Das ehrgeizige Ziel haben sich die Verantwortlichen bereits vor mehr als drei Jahren gesetzt. Im Rahmen einer umfassenden, auf Klimaneutralität ausgelegten Strategie arbeiten sie seither eng mit Vertretern des Internationalen Automobil-Verbandes FIA und der Teams, den Grand-Prix-Veranstaltern, Partnern und Zulieferern zusammen. Die Bemühungen sind lobenswert, aber auch von Skepsis begleitet. Klimaexperten und Naturschützer hegen Zweifel an der termingerechten Umsetzung der Vorgaben. Sie sehen die Formel 1 mit dem stets ausgebauten Veranstaltungskalender nach wie vor als Hort der grossen Umweltsünden.
Die fernere Zukunft der Formel 1 ist deshalb in den Fokus gerückt, weil mit Blick auf die am kommenden Wochenende beginnende Saison wenig Grundlegendes oder Spektakuläres auszumachen ist – weder beim Bau der neuen Boliden noch bei der sportlichen Ausgangslage. Der aktuelle Jahrgang der Autos kommt im Jahr 1 nach der grossen Revolution als Evolution der Vorgängermodelle daher, um den Platz als Klassen-Primus dürfte sich die Weltmeister-Equipe von Red Bull wie gehabt einen Kampf mit den Teams von Mercedes und Ferrari liefern.
Erneut Vorteil Red Bull
Nach den Erkenntnissen aus den drei Tage dauernden Testfahrten auf dem Circuit in Sakhir, am Sonntag mit dem Grossen Preis von Bahrain auch Schauplatz des Saisonauftakts, sind die Tendenzen etwas klarer ersichtlich als auch schon.

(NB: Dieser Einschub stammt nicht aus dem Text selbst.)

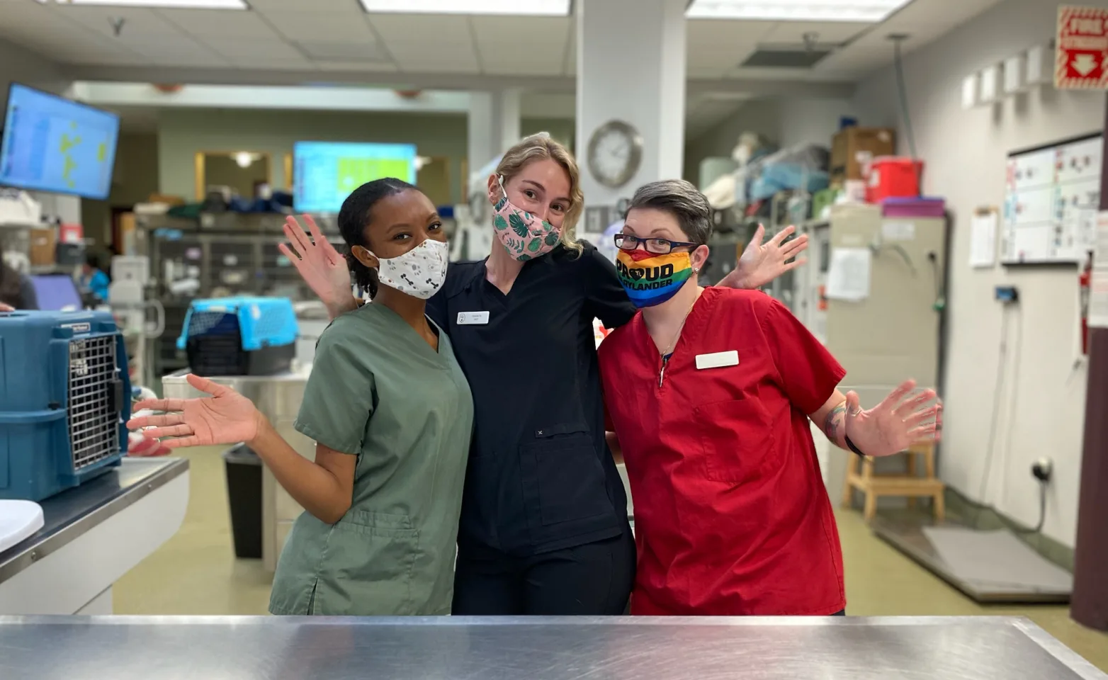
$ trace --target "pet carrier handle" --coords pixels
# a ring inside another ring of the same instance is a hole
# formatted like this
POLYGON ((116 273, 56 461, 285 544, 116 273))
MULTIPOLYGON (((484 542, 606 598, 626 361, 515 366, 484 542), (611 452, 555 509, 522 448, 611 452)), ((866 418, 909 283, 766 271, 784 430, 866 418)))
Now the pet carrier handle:
POLYGON ((50 409, 48 411, 19 411, 14 413, 10 411, 0 411, 0 424, 3 425, 45 423, 52 420, 62 420, 64 418, 65 409, 50 409))

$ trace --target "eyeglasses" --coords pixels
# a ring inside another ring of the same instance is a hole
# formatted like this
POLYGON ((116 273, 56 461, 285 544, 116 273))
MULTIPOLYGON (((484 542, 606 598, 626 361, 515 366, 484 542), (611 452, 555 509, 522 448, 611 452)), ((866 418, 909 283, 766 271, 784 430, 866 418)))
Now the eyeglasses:
POLYGON ((614 237, 616 248, 628 253, 637 250, 639 245, 647 253, 654 255, 669 255, 674 248, 696 248, 700 244, 690 244, 683 240, 669 240, 668 238, 639 238, 630 234, 616 234, 614 237))

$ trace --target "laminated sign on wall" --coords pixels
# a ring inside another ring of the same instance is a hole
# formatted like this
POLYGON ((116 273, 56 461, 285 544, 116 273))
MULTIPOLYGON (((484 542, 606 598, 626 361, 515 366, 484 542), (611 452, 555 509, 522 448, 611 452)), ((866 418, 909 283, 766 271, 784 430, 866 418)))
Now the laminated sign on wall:
POLYGON ((1108 90, 1108 9, 1058 7, 1054 86, 1108 90))

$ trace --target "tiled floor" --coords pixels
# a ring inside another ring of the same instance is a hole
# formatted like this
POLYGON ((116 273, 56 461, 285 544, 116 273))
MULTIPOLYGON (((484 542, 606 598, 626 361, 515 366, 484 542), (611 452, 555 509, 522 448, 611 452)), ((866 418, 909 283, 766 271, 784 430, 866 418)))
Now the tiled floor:
MULTIPOLYGON (((197 449, 189 460, 192 499, 185 524, 114 589, 116 614, 265 614, 268 577, 256 560, 236 560, 218 451, 197 449)), ((852 616, 1027 616, 1079 655, 1108 671, 1108 635, 1069 619, 1065 607, 981 607, 875 538, 858 513, 840 513, 852 616)))

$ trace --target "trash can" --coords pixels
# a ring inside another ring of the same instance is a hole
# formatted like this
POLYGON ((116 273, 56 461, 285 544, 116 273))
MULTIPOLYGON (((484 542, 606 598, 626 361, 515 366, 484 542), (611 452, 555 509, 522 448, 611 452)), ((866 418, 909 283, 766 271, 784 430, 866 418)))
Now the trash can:
POLYGON ((245 444, 223 454, 235 557, 261 559, 261 459, 245 444))

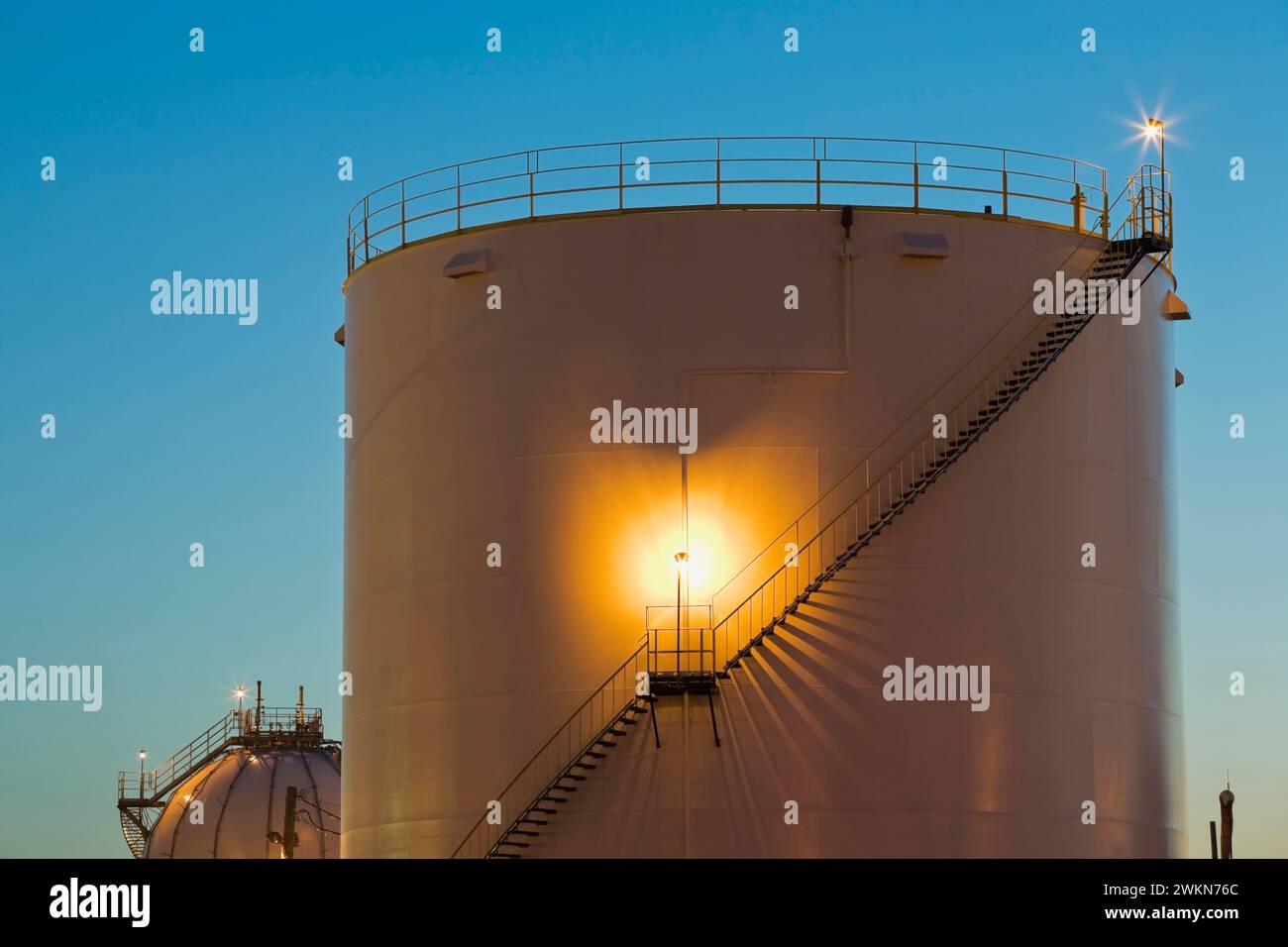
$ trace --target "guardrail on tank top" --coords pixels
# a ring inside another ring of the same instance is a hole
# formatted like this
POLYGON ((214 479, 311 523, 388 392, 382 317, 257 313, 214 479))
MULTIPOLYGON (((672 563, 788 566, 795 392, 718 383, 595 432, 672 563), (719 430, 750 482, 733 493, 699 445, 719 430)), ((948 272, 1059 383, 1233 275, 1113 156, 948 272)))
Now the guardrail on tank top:
POLYGON ((349 210, 345 267, 511 220, 667 207, 957 210, 1087 229, 1108 216, 1104 167, 1015 148, 896 138, 662 138, 446 165, 349 210))
MULTIPOLYGON (((1054 282, 1057 272, 1072 267, 1086 282, 1114 241, 1159 237, 1170 245, 1172 201, 1166 183, 1164 171, 1142 165, 1105 210, 1104 220, 1094 222, 1048 278, 1054 282), (1108 231, 1115 211, 1122 213, 1122 223, 1105 241, 1100 234, 1108 231)), ((1151 254, 1155 263, 1166 255, 1151 254)), ((1025 362, 1033 361, 1037 343, 1063 318, 1059 307, 1050 314, 1036 313, 1033 291, 1027 286, 1023 301, 1001 329, 715 593, 712 608, 719 617, 712 636, 717 666, 726 666, 838 555, 878 526, 891 505, 921 482, 918 478, 938 475, 938 461, 948 445, 972 437, 981 412, 997 406, 998 392, 1021 370, 1032 371, 1025 362)))

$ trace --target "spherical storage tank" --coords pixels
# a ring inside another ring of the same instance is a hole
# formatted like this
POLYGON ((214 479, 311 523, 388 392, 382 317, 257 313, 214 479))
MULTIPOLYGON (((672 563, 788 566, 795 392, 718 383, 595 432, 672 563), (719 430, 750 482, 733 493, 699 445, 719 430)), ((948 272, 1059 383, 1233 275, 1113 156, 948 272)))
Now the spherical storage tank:
POLYGON ((322 711, 238 709, 146 768, 117 773, 117 816, 135 858, 339 858, 340 743, 322 711))
POLYGON ((335 747, 233 750, 188 777, 148 835, 144 858, 281 858, 290 789, 294 858, 340 857, 340 754, 335 747), (193 803, 204 807, 192 818, 193 803))
POLYGON ((1182 853, 1171 205, 1132 180, 703 139, 361 201, 345 856, 1182 853), (1149 278, 1036 301, 1104 276, 1149 278), (625 710, 681 618, 701 685, 625 710))

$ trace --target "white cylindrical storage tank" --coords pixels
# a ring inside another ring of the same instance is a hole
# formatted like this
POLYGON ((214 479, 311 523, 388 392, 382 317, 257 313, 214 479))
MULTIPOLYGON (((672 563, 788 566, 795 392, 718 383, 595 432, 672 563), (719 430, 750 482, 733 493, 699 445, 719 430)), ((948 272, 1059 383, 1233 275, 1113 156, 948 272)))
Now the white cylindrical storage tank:
MULTIPOLYGON (((676 550, 711 602, 1104 246, 918 202, 849 242, 835 206, 453 227, 352 274, 346 857, 451 854, 674 604, 676 550), (696 408, 696 451, 598 443, 614 402, 696 408)), ((719 747, 705 697, 662 698, 662 747, 635 727, 524 854, 1182 853, 1172 286, 1097 316, 720 680, 719 747), (908 660, 987 666, 987 710, 886 700, 908 660)))

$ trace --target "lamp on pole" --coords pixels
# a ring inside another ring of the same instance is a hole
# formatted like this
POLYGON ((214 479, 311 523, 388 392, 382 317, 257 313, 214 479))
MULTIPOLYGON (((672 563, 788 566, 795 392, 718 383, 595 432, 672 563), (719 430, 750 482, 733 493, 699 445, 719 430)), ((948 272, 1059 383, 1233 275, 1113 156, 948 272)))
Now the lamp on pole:
POLYGON ((675 554, 675 676, 680 676, 680 584, 689 567, 689 554, 683 549, 675 554))
POLYGON ((1167 188, 1167 126, 1162 119, 1146 119, 1145 134, 1158 140, 1158 166, 1163 171, 1163 188, 1167 188))

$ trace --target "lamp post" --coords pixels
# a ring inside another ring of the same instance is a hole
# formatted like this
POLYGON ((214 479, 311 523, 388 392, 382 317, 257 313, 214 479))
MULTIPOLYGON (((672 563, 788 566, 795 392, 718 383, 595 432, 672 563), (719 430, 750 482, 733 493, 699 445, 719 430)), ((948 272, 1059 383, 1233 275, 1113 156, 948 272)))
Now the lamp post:
POLYGON ((1145 130, 1150 138, 1158 139, 1158 166, 1163 173, 1163 189, 1167 189, 1167 126, 1162 119, 1146 119, 1145 130))
POLYGON ((675 676, 680 676, 680 584, 689 566, 689 554, 683 549, 675 554, 675 676))
MULTIPOLYGON (((1159 215, 1162 216, 1162 227, 1167 233, 1166 236, 1171 240, 1171 227, 1167 220, 1167 126, 1163 124, 1162 119, 1146 119, 1145 120, 1145 134, 1158 142, 1158 177, 1160 178, 1158 183, 1159 196, 1157 197, 1159 202, 1159 215)), ((1141 184, 1144 187, 1144 183, 1141 184)), ((1144 198, 1144 195, 1141 195, 1144 198)), ((1153 204, 1153 198, 1150 201, 1153 204)), ((1144 229, 1144 207, 1141 209, 1141 228, 1144 229)), ((1151 215, 1153 216, 1153 215, 1151 215)), ((1150 220, 1150 225, 1154 225, 1154 220, 1150 220)))

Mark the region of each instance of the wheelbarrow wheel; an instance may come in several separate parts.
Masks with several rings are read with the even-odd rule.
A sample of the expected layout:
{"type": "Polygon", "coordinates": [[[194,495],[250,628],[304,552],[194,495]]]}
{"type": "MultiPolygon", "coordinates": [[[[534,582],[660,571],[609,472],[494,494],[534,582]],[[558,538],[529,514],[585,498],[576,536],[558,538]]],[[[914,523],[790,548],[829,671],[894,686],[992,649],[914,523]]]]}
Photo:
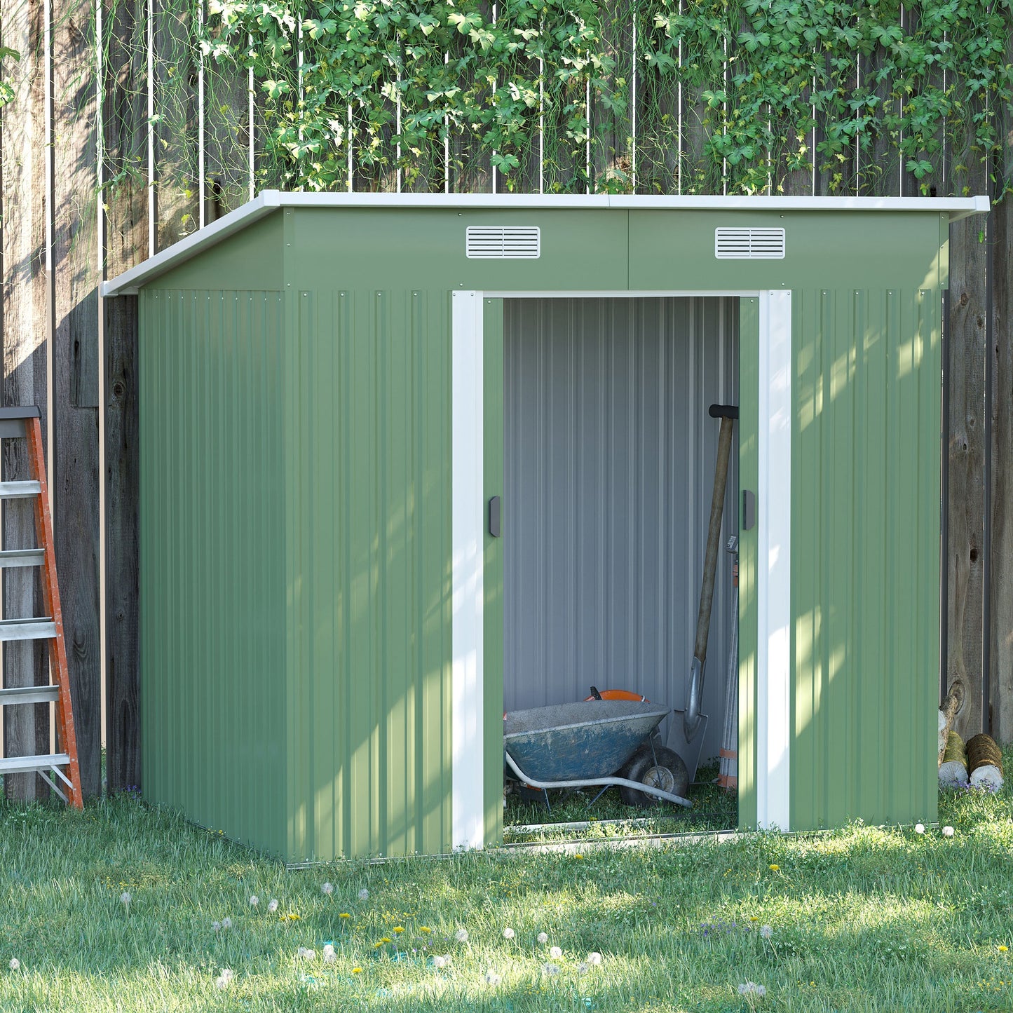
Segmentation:
{"type": "MultiPolygon", "coordinates": [[[[682,757],[664,746],[655,746],[653,750],[650,746],[641,746],[619,772],[619,776],[683,798],[686,797],[690,783],[689,771],[682,757]]],[[[619,794],[627,805],[657,805],[663,801],[656,795],[627,788],[625,785],[619,788],[619,794]]]]}

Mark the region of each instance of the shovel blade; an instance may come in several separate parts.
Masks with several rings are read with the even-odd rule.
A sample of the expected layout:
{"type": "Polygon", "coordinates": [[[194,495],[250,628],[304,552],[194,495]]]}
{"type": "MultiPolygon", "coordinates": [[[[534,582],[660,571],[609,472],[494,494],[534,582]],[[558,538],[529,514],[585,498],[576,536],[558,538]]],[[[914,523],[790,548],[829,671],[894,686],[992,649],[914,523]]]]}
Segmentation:
{"type": "Polygon", "coordinates": [[[707,731],[707,715],[700,715],[700,723],[697,725],[696,734],[691,738],[686,738],[686,711],[677,710],[669,729],[669,749],[675,750],[682,757],[686,764],[686,770],[690,775],[690,784],[696,780],[697,767],[700,766],[700,752],[703,750],[703,739],[707,731]]]}

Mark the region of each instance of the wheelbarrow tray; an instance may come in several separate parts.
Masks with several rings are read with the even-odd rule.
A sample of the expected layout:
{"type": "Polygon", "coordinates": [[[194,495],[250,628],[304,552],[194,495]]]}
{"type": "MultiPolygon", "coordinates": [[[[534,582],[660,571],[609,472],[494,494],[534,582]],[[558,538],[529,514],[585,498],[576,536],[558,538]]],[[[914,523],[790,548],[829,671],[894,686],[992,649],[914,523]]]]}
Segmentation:
{"type": "Polygon", "coordinates": [[[515,710],[503,719],[503,750],[538,781],[607,778],[668,713],[656,704],[633,700],[581,700],[515,710]]]}

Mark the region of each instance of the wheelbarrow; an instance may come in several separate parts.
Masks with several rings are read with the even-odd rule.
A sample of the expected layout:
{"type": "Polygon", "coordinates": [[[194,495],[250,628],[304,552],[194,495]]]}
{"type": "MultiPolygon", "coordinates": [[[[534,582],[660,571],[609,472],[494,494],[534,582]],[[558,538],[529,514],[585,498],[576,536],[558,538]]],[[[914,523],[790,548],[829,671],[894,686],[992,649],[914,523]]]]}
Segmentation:
{"type": "Polygon", "coordinates": [[[693,803],[647,781],[616,775],[644,745],[669,711],[634,700],[581,700],[515,710],[503,717],[503,760],[532,788],[611,785],[693,803]]]}

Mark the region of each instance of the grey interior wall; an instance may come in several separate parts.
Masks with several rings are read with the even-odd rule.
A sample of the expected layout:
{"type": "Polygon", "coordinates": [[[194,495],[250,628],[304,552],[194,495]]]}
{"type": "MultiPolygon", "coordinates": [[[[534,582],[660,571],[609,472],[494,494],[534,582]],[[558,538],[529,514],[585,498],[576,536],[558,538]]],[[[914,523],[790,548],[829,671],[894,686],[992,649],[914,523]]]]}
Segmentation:
{"type": "MultiPolygon", "coordinates": [[[[717,454],[707,409],[737,403],[737,300],[509,299],[504,312],[504,706],[595,685],[683,707],[717,454]]],[[[730,613],[722,549],[704,758],[720,747],[730,613]]]]}

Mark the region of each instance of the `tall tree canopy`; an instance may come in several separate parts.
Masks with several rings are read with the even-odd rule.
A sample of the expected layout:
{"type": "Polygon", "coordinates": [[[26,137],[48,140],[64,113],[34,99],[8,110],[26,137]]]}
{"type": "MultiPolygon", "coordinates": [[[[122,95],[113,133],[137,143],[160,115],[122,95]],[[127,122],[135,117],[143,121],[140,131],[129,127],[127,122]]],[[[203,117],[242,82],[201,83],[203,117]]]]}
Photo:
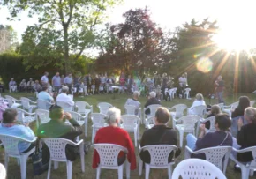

Red Bull mit Titelverteidiger Max Verstappen scheint am besten gerüstet zu sein. Zumindest lassen das die erzielten Rundenzeiten vermuten.
Der Zeitenvergleich fördert auch die Fortschritte des Teams Aston Martin zutage. Der Equipe, in der der zweifache Weltmeister Fernando Alonso den zurückgetretenen vierfachen Weltmeister Sebastian Vettel ersetzt hat, wird zugetraut, zumindest in der ersten Phase der Saison für die eine oder andere Überraschung zu sorgen.
Vorerst bleibt es bei Einschätzungen und Vermutungen. Das wahre Gesicht wird die Hierarchie in der Formel 1 erst am Wochenende zeigen. Dann, wenn die fernere Zukunft in den Hintergrund tritt – und nur die Gegenwart auf der Rennstrecke zählt.